Saya amat paham, ia sedang berusaha mengubah mindsite saya tentang dia.
Saya sering menceritakan tentang sosok perempuan pendiam kepada kawan-kawan. 'Seorang perempuan cantik, pendiam. Itu hal biasa.' kata orang-orang. Tapi Pendiam yang satu ini saya anggap berbeda. Dan, bagi saya siapapun yang berkenalan, kenal atau pun mengenal saya tidak ada yang pendiam. Semuanya ahli bicara. Kami akan saling bercerita dan bertukar pikiran.
"Kau baru kali ini bercerita tentang perempuan pendiam, Suf." kata teman saya. Saya langsung membayangkan wajah gadis itu saat Tarno berkata. Ingatan saya masih pada pertemuan yang entah ke berapa saat itu. Yang jelas itu pertemuan terakhir dalam ingatan saya.
"Dia benar-benar pendiam. Sudah berkali-kali berpapasan. Tapi tak pernah sepatah kata pun kami bicara, Cup" Ucup saat itu menjadi teman curhat saya.
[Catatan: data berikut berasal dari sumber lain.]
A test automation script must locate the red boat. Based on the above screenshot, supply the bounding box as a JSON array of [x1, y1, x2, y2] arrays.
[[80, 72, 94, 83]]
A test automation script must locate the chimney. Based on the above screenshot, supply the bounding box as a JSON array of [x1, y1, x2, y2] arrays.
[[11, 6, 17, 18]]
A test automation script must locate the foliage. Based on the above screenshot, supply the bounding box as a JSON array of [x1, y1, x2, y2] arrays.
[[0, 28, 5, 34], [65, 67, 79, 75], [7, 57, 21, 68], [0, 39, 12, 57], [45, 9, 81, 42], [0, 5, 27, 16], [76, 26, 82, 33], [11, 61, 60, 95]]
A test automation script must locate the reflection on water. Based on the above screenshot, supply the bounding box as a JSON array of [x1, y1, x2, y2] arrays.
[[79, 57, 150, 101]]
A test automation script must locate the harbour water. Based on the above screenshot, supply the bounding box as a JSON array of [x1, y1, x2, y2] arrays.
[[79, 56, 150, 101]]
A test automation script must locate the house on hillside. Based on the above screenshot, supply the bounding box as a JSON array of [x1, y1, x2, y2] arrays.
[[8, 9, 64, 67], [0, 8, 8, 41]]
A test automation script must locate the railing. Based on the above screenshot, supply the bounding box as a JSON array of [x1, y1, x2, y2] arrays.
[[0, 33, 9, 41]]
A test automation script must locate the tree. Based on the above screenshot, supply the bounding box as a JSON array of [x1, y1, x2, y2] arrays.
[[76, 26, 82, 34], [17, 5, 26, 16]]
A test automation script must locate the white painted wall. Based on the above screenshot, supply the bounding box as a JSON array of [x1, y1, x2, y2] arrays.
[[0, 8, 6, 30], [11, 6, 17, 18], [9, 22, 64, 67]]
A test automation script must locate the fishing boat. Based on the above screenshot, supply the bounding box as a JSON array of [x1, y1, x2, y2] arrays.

Kalau Farhan lain lagi Tanggapannya. "Kau itu bodoh sekali. Kenapa harus memikirkan hal demikian?" Saya amat tak suka. Kenapa harus mencap teman sendiri bodoh dan bukannya menjawab malah bertanya kembali. Satu hal yang melanggar prinsip hidup saya.
Hingga malam telah larut, saya masih sering menanyakan hal itu. Kepada ibu, kakaknya ibu, kemanakan yang sekali-kali bertandang ke rumah meminta bantuan menyelesaikan PR, bahkan kepada adik kecil yang masih berumur dua tahun. Satu per satu jawaban dilontarkan. beragam jawaban saya terima. Dari yang dapat diterima akal hingga jawaban tak waras. Eh maksudnya, saya yang dianggap sudah tak waras.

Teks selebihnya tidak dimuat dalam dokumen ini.